The top Pioneer was the team of William Dewitt and Mercer Reynolds, Cincinnati businessmen who raised $605,082. After the election, Mr. Reynolds was appointed ambassador to Switzerland, though he recently stepped down. Both men have a long history with Mr. Bush: In 1984 their oil company, Spectrum 7, acquired Mr. Bush's struggling West Texas oil operation.

The second-ranking Pioneer, Ronald Weiser, a Michigan businessman, raised $588,309, according to the documents. Mr. Weiser serves as ambassador to the Slovak Republic.

The third-ranking Pioneer was the team of Howard Leach and Kristen Hueter of California, who raised $429,610, according to the documents. Mr. Leach is now ambassador to France.

Donors wanting something more permanent and rewarding than a mere cushy job in a scenic location also got what they wanted -- Charles Cawley, for instance, the chairman of a major credit card issuer, got much tougher personal bankruptcy legislation for his roughly $370,000.

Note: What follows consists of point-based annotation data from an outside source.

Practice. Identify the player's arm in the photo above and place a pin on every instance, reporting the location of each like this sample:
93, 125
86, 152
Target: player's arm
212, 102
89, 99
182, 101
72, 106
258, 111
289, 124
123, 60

To preempt Jim Henley, this separates the Republicans from such Democrats as the notorious Sen. Hollings (D-Disney) by... well, just about nothing. I once heard one politician -- it may have been Sen. Kerry -- try to defend this by arguing that as long as both sides of an issue send in cash, they both get a hearing. Which means that poorly funded constituencies get no hearing at all, no matter what the quality of their case.

Meanwhile, the provisions of the McCain-Feingold reform law which restrain third-party advertising are getting eaten away -- but the doubling of the individual donation limit remains in full force.